Tempo de passagem ou passagem do tempo?
*Por Sheila Barreto, Coordenadora Pedagógica do 4º e 5º ano do Ensino Fundamental.
“À duração de minha existência dou uma significação oculta que me ultrapassa.
Sou um ser concomitante: reúno em mim o tempo passado, o presente e o futuro,
o tempo que lateja no tique-taque dos relógios.”
Clarice Lispector
É sabido e sentido por todos nós que a perspectiva de tempo muda ao longo de nossas vidas. Os choros dos bebês indicam a urgência de quem ignora qualquer marco temporal. Conforme as crianças crescem, o tempo ganha contornos de sonhos, das projeções que se anunciam e das memórias que internalizam experiências. Com o passar dos anos, o tempo passa a ser objeto contábil, cronometrado em suas miudezas que embaçam a visão do horizonte. São muitas passagens, atravessadas por tempos diferentes.
Na trajetória escolar, os alunos passam por muitos momentos e por marcadores de tempo bastante evidenciados: trimestres, semestres, período de avaliações, rotina diária, ano letivo etc. No trabalho com “o tempo que passa”, ajudamos os alunos a perceberem os tempos que marcam o mundo e as rotinas de cada um. O tempo do coletivo, o tempo que precisa de regulações.
No entanto, seria muito ruim se o tempo só nos invadisse, sem que houvesse possibilidade de fundição (que desafio dos tempos atuais!). Mas, aqui no Oswald, queremos, também, a passagem do tempo. A passagem que afeta, modifica, cria e recria. O tempo que atravessa. O tempo que preenche.
É nesta perspectiva que olhamos para as séries que marcam significativas passagens escolares, como a transição do 5° para o 6° ano e do 9° ano para a 1ª série do Ensino Médio. Essas transições que acontecem na vida das crianças e adolescentes marcam também transições internas.

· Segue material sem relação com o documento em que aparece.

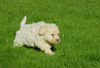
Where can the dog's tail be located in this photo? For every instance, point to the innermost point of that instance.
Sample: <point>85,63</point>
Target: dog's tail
<point>23,21</point>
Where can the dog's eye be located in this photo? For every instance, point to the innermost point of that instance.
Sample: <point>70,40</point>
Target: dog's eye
<point>52,34</point>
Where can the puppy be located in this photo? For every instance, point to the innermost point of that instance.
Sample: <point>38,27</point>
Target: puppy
<point>39,34</point>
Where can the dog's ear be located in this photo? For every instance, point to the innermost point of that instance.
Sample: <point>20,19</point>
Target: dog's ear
<point>43,30</point>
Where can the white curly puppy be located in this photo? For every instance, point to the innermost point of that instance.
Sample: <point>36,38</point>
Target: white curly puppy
<point>40,34</point>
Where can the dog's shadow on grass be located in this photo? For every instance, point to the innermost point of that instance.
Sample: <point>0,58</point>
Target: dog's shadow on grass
<point>38,49</point>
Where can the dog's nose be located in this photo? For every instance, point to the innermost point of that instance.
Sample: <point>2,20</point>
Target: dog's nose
<point>57,39</point>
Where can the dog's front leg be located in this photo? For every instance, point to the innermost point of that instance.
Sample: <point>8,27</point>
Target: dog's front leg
<point>44,47</point>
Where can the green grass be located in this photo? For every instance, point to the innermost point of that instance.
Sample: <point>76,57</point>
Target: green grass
<point>79,24</point>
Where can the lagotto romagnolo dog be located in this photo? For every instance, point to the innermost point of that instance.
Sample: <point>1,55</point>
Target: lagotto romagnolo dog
<point>39,34</point>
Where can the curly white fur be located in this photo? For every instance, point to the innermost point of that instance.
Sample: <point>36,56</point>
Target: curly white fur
<point>38,34</point>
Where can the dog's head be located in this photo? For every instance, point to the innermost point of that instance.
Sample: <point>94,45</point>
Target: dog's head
<point>50,33</point>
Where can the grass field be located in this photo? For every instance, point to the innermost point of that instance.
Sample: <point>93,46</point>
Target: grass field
<point>79,24</point>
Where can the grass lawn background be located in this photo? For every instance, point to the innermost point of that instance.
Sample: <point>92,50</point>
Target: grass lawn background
<point>79,24</point>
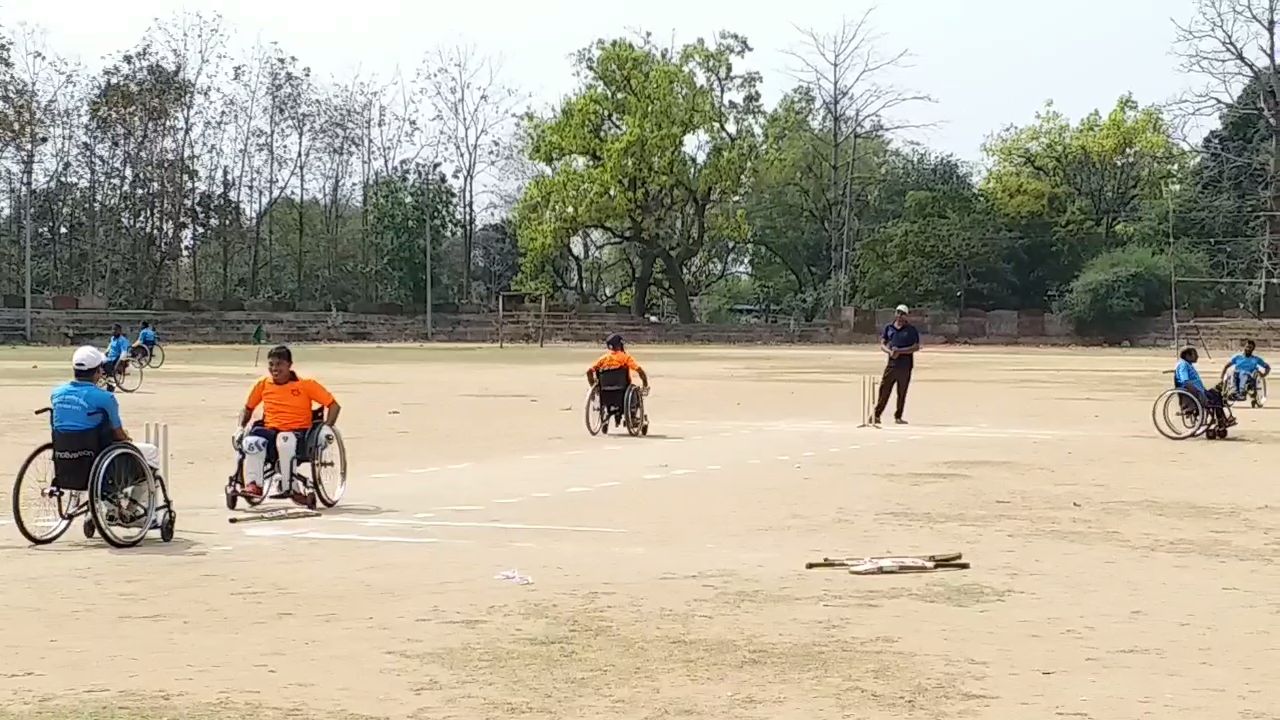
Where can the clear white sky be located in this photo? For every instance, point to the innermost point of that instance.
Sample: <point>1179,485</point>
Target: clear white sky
<point>988,62</point>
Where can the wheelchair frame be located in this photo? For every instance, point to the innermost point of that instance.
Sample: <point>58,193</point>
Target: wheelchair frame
<point>147,356</point>
<point>318,487</point>
<point>634,415</point>
<point>1193,418</point>
<point>99,519</point>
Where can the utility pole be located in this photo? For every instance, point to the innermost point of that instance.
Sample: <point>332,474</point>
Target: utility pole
<point>28,171</point>
<point>428,250</point>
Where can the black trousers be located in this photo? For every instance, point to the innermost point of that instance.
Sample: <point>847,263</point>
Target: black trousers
<point>894,377</point>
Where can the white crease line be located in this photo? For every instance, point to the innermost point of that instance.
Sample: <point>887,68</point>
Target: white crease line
<point>492,525</point>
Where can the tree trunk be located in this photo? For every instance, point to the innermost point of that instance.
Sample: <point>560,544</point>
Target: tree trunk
<point>679,288</point>
<point>644,279</point>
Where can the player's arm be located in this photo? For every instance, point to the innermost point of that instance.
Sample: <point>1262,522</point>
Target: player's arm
<point>635,367</point>
<point>321,396</point>
<point>251,402</point>
<point>110,406</point>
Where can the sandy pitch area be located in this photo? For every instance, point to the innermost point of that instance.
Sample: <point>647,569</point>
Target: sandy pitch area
<point>1116,574</point>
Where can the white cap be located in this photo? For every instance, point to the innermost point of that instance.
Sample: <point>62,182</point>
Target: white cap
<point>87,358</point>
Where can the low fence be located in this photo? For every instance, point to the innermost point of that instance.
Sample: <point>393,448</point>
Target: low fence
<point>531,326</point>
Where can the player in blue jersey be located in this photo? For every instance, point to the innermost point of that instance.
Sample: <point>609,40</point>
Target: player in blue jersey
<point>1187,377</point>
<point>1246,365</point>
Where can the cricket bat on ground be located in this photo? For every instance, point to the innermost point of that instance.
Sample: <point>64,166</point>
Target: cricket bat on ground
<point>853,561</point>
<point>284,514</point>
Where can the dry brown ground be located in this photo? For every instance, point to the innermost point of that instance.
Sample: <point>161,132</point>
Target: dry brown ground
<point>1116,574</point>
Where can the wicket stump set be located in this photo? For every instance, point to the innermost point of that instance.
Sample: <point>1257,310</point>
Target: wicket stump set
<point>158,434</point>
<point>871,395</point>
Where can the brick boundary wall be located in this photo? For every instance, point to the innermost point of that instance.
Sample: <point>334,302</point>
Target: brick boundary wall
<point>524,326</point>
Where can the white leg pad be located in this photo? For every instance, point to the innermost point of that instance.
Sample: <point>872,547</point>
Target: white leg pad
<point>255,459</point>
<point>287,449</point>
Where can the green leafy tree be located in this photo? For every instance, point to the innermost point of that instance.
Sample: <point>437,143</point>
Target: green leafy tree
<point>649,156</point>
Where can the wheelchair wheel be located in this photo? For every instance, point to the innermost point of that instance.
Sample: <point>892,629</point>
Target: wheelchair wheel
<point>1179,414</point>
<point>39,507</point>
<point>329,468</point>
<point>128,378</point>
<point>140,355</point>
<point>122,497</point>
<point>632,413</point>
<point>595,419</point>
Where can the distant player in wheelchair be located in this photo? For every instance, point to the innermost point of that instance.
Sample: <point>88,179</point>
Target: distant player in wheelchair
<point>613,395</point>
<point>1248,374</point>
<point>1189,409</point>
<point>97,469</point>
<point>291,433</point>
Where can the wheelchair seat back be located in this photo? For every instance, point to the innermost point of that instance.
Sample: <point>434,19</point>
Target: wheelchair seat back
<point>613,379</point>
<point>74,454</point>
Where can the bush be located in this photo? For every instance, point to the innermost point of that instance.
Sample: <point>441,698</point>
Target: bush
<point>1120,287</point>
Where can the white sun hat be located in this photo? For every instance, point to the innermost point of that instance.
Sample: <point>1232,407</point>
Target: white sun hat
<point>87,358</point>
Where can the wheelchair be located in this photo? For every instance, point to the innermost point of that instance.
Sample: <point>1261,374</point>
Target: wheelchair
<point>1255,388</point>
<point>124,376</point>
<point>87,474</point>
<point>615,397</point>
<point>1180,414</point>
<point>327,465</point>
<point>147,356</point>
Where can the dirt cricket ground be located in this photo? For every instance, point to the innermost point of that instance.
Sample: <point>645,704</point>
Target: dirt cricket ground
<point>1115,574</point>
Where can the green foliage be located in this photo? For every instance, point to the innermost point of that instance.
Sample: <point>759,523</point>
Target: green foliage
<point>1121,286</point>
<point>647,156</point>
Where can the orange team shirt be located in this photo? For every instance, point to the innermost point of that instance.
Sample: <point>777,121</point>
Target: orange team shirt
<point>288,406</point>
<point>615,359</point>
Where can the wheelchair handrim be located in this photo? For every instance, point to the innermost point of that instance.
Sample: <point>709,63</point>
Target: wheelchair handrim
<point>594,411</point>
<point>105,510</point>
<point>51,518</point>
<point>1178,425</point>
<point>328,488</point>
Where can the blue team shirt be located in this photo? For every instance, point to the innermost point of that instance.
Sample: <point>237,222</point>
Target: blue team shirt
<point>1249,364</point>
<point>1185,374</point>
<point>119,347</point>
<point>74,401</point>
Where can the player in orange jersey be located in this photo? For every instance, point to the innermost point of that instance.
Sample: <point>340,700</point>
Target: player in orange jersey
<point>286,400</point>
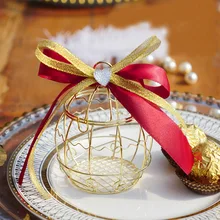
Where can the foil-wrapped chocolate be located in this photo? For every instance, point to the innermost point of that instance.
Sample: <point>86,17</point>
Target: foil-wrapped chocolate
<point>206,168</point>
<point>195,135</point>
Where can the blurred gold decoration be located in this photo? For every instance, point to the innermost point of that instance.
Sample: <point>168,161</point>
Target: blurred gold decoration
<point>3,156</point>
<point>195,136</point>
<point>185,68</point>
<point>27,217</point>
<point>206,168</point>
<point>95,163</point>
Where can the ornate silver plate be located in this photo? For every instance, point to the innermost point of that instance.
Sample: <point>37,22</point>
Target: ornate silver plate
<point>149,199</point>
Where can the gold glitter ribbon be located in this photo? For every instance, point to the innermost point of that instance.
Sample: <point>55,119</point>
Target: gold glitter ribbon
<point>77,67</point>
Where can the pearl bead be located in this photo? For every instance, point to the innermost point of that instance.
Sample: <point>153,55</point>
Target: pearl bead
<point>170,66</point>
<point>191,108</point>
<point>185,67</point>
<point>191,78</point>
<point>215,112</point>
<point>149,59</point>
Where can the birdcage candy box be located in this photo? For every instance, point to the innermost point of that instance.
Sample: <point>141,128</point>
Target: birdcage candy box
<point>101,163</point>
<point>113,99</point>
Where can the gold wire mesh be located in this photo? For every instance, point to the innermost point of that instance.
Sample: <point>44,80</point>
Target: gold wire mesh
<point>103,158</point>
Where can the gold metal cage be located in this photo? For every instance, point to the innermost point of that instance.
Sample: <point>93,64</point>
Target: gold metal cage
<point>110,152</point>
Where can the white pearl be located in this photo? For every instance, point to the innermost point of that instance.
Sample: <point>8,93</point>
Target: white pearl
<point>170,66</point>
<point>185,67</point>
<point>151,83</point>
<point>149,59</point>
<point>191,78</point>
<point>215,112</point>
<point>191,108</point>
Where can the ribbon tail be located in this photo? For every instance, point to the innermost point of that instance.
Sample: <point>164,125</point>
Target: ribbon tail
<point>158,125</point>
<point>42,124</point>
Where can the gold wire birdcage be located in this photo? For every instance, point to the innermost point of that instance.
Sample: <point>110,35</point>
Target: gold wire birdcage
<point>110,151</point>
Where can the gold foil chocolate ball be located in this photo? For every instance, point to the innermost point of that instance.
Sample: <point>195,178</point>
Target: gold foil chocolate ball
<point>195,135</point>
<point>206,168</point>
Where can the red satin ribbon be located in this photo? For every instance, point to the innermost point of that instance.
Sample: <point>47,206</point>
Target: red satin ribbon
<point>147,114</point>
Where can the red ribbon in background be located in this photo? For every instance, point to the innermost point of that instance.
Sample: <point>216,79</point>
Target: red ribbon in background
<point>148,115</point>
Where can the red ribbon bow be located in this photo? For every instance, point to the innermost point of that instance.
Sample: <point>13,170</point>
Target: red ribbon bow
<point>147,114</point>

Por isso, ao longo de todo um ano letivo, na série que antecede a passagem, entendemos que falar sobre o tempo que passa é, para nós, uma necessidade e um cuidado com cada um dos nossos alunos.
No tempo que passa, precisamos falar sobre aquilo que já nos atravessou e que sustenta o indivíduo que cada um se tornou. É o momento em os convidamos para uma retomada, um processo de relembrar o caminho percorrido.
Também é importante falar do tempo que vem e pensar sobre as dúvidas, os anseios, os desejos e os medos. É preciso criar oportunidade para que a fala e a troca entre os alunos abram espaço para novas elaborações. É preciso falar do futuro breve, para que haja alicerçamento interno.
No tempo que passa, insistente e em fluxo permanente, também é importante parar e pensar sobre todas as mazelas do tempo em nós. O tempo de passagem, em momentos marcantes, também pode ser marcado por rituais, que favorecem os processos de movimentação interna, em que cada um, ao seu tempo, vai se permitir adentrar em mais uma passagem do tempo. Ainda neste processo de ritualização, a presença de pessoas que acompanharam essa trajetória faz do momento uma grande marca em todos os atores envolvidos naquelas histórias. O ritual de passagem, marcador tão importante, faz o tempo passar em todos aqueles que compartilharam uma mesma narrativa.
Há quem diga que esses tempos e essas passagens sejam invenção de Cronos e Kairós. Não sabemos e tampouco esperamos descobrir. O que queremos e desejamos é que, ao conhecer o tempo que passa, nossos estudantes possam se tornar mais donos de si mesmos, mais potentes em suas escolhas, mais sabidos em suas memórias e mais sonhadores em seus planos. Porque, afinal, para tudo isso, é preciso olhar para o presente e para o tempo que me atravessa neste exato instante.
E, sim, respondendo a pergunta motivadora deste texto, o tempo de passagem é que possibilita a abertura, em cada um de nós, da passagem do tempo. Que assim seja, sempre.